The Literal Elephant

by merriman



Category: The Breakfast Club (1985)
Genre: Anxiety, Family Issues, Gen, High School, Shop Class
Language: English
Status: Completed
Published: 2016-12-25
Updated: 2016-12-25
Packaged: 2018-09-12 02:28:07
Rating: General Audiences
Warnings: No Archive Warnings Apply
Chapters: 1
Words: 1,426
Publisher: archiveofourown.org
Story URL: https://archiveofourown.org/works/9051616
Author URL: https://archiveofourown.org/users/merriman/pseuds/merriman
Summary: Brian post-detention is maybe a little braver than Brian before.





	

**Author's Note:**

  * For [Elf (Elfwreck)](https://archiveofourown.org/users/Elfwreck/gifts).



> I wish I'd had time to do more with this. Perhaps I will return to it post-Yuletide!
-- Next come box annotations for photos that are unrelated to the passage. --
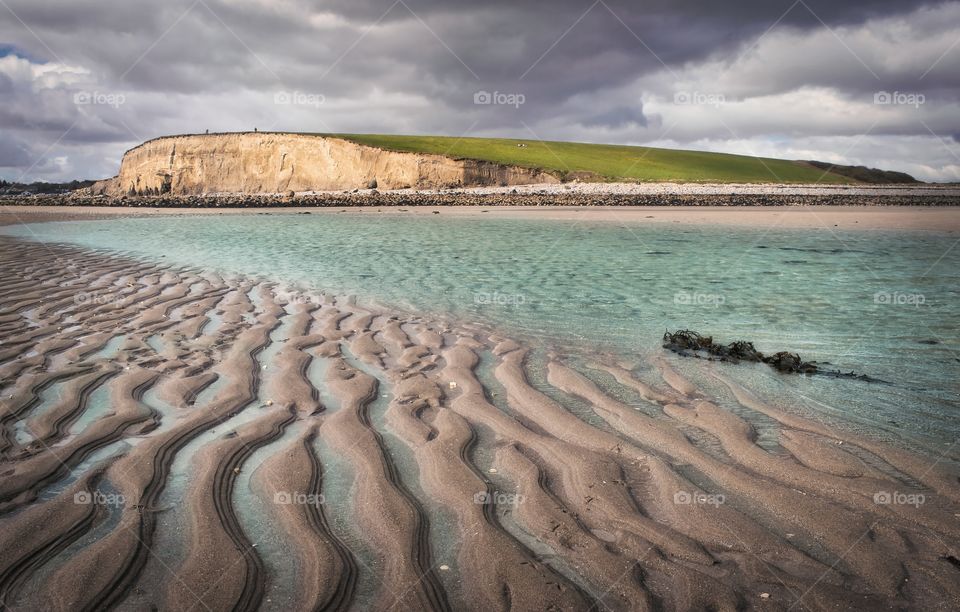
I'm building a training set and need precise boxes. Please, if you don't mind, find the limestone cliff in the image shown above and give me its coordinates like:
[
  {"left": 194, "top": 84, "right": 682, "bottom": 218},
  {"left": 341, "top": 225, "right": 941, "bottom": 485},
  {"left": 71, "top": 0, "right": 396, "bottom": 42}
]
[{"left": 91, "top": 132, "right": 558, "bottom": 196}]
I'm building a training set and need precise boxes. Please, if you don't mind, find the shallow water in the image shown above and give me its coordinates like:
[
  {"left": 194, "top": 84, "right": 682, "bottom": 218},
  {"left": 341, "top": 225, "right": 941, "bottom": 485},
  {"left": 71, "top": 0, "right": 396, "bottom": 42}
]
[{"left": 4, "top": 213, "right": 960, "bottom": 449}]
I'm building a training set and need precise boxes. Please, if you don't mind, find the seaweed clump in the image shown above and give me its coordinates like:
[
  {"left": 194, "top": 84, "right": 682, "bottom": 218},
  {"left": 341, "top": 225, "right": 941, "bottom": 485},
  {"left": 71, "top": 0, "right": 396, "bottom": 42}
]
[{"left": 663, "top": 329, "right": 883, "bottom": 382}]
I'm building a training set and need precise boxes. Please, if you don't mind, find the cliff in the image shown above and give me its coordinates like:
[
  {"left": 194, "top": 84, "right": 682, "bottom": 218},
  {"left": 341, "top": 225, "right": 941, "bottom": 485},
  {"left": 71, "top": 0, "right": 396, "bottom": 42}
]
[{"left": 90, "top": 132, "right": 558, "bottom": 196}]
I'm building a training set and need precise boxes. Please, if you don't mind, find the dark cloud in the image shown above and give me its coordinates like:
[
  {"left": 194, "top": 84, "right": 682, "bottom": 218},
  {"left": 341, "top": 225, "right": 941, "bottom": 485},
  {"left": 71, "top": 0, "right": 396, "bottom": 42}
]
[{"left": 0, "top": 132, "right": 34, "bottom": 168}]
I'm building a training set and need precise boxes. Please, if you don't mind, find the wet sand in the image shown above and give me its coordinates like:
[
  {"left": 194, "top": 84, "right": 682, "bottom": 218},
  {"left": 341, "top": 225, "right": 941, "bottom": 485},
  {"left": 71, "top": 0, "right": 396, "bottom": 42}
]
[
  {"left": 0, "top": 219, "right": 960, "bottom": 610},
  {"left": 0, "top": 206, "right": 960, "bottom": 232}
]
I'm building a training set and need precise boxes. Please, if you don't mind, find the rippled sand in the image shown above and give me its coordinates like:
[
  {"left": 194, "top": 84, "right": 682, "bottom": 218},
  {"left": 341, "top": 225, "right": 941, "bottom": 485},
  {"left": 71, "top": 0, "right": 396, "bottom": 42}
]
[{"left": 0, "top": 227, "right": 960, "bottom": 610}]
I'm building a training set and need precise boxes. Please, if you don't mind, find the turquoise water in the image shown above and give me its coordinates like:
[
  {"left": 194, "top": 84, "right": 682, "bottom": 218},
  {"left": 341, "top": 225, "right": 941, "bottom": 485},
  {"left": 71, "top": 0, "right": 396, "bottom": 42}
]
[{"left": 4, "top": 213, "right": 960, "bottom": 449}]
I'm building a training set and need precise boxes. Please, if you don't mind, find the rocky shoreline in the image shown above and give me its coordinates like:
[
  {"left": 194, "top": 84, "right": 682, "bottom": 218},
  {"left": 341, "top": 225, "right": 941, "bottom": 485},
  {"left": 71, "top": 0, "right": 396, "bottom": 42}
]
[{"left": 0, "top": 189, "right": 960, "bottom": 208}]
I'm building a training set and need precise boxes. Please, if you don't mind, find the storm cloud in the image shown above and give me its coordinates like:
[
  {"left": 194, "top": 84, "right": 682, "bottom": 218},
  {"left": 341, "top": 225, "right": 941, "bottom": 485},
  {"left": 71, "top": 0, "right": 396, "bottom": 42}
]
[{"left": 0, "top": 0, "right": 960, "bottom": 181}]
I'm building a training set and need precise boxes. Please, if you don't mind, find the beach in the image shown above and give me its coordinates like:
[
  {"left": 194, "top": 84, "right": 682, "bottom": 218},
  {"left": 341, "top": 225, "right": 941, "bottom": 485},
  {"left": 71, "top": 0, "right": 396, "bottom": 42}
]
[
  {"left": 0, "top": 207, "right": 960, "bottom": 610},
  {"left": 0, "top": 201, "right": 960, "bottom": 232}
]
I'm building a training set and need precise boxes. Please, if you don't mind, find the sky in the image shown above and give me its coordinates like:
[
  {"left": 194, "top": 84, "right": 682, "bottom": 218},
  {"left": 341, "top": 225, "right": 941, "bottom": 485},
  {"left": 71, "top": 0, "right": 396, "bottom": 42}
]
[{"left": 0, "top": 0, "right": 960, "bottom": 182}]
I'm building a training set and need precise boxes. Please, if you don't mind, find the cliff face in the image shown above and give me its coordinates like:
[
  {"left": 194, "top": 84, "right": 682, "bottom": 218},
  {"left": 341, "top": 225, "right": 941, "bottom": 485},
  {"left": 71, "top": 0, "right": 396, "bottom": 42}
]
[{"left": 91, "top": 133, "right": 558, "bottom": 196}]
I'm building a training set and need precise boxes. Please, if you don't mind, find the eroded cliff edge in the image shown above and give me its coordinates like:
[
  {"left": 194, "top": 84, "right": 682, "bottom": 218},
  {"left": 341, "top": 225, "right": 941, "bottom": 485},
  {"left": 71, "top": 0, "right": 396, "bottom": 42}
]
[{"left": 90, "top": 132, "right": 559, "bottom": 196}]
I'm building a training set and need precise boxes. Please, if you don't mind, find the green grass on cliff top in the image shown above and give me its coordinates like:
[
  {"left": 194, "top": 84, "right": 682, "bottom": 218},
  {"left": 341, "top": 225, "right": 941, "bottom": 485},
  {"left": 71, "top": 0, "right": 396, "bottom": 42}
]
[{"left": 324, "top": 134, "right": 856, "bottom": 183}]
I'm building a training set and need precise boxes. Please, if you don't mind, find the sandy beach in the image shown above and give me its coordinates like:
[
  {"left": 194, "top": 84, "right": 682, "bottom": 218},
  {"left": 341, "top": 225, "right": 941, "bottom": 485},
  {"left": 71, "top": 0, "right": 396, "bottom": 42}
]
[
  {"left": 0, "top": 206, "right": 960, "bottom": 232},
  {"left": 0, "top": 208, "right": 960, "bottom": 610}
]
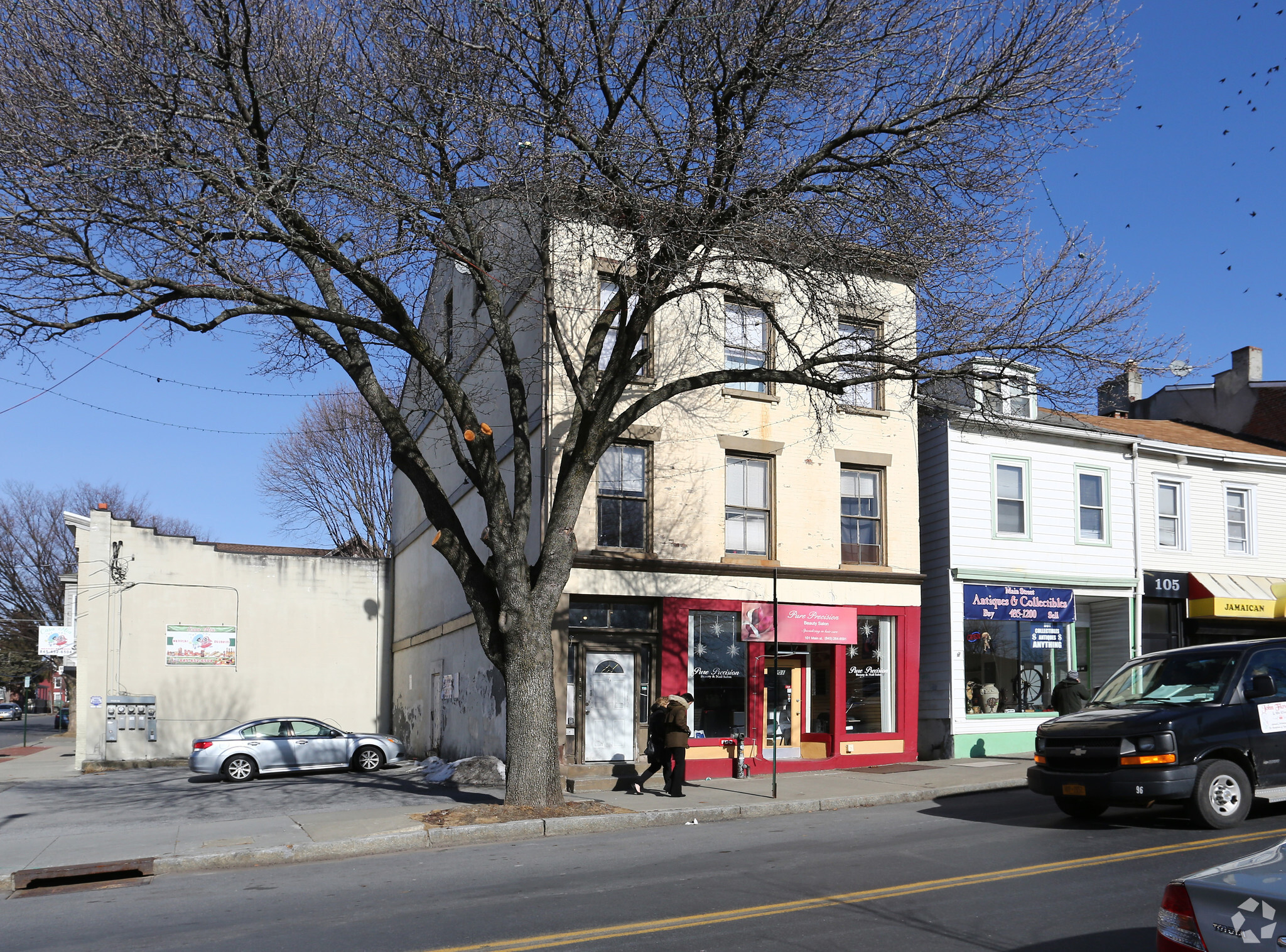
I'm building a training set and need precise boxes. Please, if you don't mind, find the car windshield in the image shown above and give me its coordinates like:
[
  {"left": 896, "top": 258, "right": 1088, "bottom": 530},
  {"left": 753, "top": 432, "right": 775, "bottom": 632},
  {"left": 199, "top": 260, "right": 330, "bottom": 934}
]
[{"left": 1093, "top": 651, "right": 1240, "bottom": 708}]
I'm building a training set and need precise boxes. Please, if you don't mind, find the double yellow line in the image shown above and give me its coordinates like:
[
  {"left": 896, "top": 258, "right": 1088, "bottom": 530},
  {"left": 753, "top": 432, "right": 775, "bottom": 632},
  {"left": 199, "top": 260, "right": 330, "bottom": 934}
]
[{"left": 419, "top": 828, "right": 1286, "bottom": 952}]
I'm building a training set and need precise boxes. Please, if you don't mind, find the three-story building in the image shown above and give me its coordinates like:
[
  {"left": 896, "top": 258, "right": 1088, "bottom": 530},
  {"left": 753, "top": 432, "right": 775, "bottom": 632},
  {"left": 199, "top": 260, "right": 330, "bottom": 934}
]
[{"left": 394, "top": 226, "right": 921, "bottom": 789}]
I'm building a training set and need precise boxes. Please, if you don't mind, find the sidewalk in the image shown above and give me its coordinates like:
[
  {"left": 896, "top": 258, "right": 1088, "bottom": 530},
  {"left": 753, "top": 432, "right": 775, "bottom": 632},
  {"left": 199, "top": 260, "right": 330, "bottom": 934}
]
[
  {"left": 0, "top": 756, "right": 1030, "bottom": 889},
  {"left": 0, "top": 733, "right": 80, "bottom": 782}
]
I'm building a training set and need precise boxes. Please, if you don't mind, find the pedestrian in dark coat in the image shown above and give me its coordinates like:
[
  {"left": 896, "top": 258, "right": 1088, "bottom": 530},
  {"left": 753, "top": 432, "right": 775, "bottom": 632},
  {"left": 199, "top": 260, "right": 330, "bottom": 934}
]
[
  {"left": 625, "top": 701, "right": 669, "bottom": 796},
  {"left": 1051, "top": 671, "right": 1089, "bottom": 717},
  {"left": 662, "top": 693, "right": 693, "bottom": 796}
]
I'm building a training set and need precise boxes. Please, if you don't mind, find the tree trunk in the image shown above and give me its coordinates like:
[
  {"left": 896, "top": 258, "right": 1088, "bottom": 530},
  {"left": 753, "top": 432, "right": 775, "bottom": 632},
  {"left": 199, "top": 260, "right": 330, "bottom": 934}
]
[{"left": 504, "top": 623, "right": 563, "bottom": 807}]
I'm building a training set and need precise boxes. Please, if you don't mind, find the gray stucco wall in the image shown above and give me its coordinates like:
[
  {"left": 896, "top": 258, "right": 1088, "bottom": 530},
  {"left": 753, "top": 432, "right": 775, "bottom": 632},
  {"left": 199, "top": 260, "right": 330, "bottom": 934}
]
[
  {"left": 68, "top": 511, "right": 392, "bottom": 767},
  {"left": 391, "top": 624, "right": 505, "bottom": 760}
]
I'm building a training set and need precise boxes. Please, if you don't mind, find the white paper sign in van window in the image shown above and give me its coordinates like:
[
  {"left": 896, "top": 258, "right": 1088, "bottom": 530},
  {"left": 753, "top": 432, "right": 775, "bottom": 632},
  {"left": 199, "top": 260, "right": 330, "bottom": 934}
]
[{"left": 1259, "top": 701, "right": 1286, "bottom": 733}]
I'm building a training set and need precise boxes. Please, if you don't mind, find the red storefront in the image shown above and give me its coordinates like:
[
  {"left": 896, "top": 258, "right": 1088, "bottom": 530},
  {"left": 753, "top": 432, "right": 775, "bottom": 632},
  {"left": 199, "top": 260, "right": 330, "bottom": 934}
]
[
  {"left": 568, "top": 597, "right": 919, "bottom": 779},
  {"left": 661, "top": 598, "right": 919, "bottom": 778}
]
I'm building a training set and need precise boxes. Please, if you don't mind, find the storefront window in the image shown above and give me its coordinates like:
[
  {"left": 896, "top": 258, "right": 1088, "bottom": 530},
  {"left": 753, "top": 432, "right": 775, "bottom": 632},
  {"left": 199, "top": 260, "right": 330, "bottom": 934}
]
[
  {"left": 568, "top": 602, "right": 653, "bottom": 630},
  {"left": 964, "top": 620, "right": 1073, "bottom": 714},
  {"left": 843, "top": 615, "right": 898, "bottom": 733},
  {"left": 689, "top": 611, "right": 747, "bottom": 737},
  {"left": 806, "top": 644, "right": 835, "bottom": 733}
]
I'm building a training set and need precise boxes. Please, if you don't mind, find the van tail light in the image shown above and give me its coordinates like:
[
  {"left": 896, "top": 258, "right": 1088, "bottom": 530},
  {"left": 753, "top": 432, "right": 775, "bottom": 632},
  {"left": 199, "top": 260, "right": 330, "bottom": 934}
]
[{"left": 1156, "top": 882, "right": 1205, "bottom": 952}]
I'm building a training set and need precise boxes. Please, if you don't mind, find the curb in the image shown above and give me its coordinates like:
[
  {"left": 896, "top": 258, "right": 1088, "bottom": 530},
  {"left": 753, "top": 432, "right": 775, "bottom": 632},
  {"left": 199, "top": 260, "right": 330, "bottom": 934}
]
[{"left": 0, "top": 777, "right": 1027, "bottom": 890}]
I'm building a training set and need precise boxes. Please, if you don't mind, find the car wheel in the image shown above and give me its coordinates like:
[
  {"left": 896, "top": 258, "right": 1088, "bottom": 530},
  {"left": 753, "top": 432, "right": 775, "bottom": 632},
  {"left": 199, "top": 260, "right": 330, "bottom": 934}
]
[
  {"left": 1188, "top": 760, "right": 1253, "bottom": 830},
  {"left": 352, "top": 747, "right": 384, "bottom": 773},
  {"left": 222, "top": 754, "right": 259, "bottom": 784},
  {"left": 1053, "top": 796, "right": 1107, "bottom": 819}
]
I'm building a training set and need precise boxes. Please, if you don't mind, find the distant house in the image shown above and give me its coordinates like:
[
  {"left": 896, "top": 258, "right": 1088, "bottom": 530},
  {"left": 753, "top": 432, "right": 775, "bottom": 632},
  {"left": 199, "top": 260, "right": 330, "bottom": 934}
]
[
  {"left": 64, "top": 509, "right": 390, "bottom": 771},
  {"left": 919, "top": 362, "right": 1286, "bottom": 759},
  {"left": 1098, "top": 347, "right": 1286, "bottom": 444}
]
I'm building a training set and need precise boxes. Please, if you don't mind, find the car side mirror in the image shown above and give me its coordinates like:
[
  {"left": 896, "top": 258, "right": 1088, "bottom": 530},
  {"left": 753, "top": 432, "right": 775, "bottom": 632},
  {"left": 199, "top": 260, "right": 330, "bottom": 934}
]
[{"left": 1242, "top": 674, "right": 1277, "bottom": 701}]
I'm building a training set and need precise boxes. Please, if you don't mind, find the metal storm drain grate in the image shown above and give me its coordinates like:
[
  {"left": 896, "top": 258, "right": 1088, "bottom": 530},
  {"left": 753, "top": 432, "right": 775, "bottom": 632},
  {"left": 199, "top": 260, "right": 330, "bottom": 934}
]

Brian didn't sleep much the night after his first (and only, please) all day detention. He'd written the essay, sure. He'd done what he was supposed to do. Mostly. He'd sat down and written it and he was pretty pleased with the end product. But there was something that nagged at him late into the night, well after another lecture from his parents and some studying to make up for a day spent doing pretty much nothing. Would he get in trouble? Much of Brian's life thus far had been dictated by a distinct desire to Not Get In Trouble. Study hard, get good grades, join the clubs that look good on college apps, don't hang out with bad influences, etc. etc. etc. Just the one detention probably wouldn't ruin his chances with MIT or Harvard or CalTech, but it was still there in the back of his head as he stared at the walls of his room in the dark: Would he get in trouble?

Lying there at three in the morning, Brian made a list:

  * The assignment had been for each of them to write an essay. In effect, wasn't it plagiarism for the others to take credit for work he'd done alone?
  * The assignment had been for the essay to explain who they thought they were. Which, yeah, he'd sort of done that? Except he'd side-stepped the question by turning it around on Mr. Vernon.
  * For that matter, turning it around on Mr. Vernon was pretty much guaranteed to piss him off no matter what.
  * That essay was, in no possible interpretation, 1000 words. It had been 100 words, counting the "Dear Mr. Vernon" at the beginning and the "Sincerely, The Breakfast Club" at the end.
  * It was glib and too short and didn't answer the question and was, when you thought about it, outright rude to an authority figure.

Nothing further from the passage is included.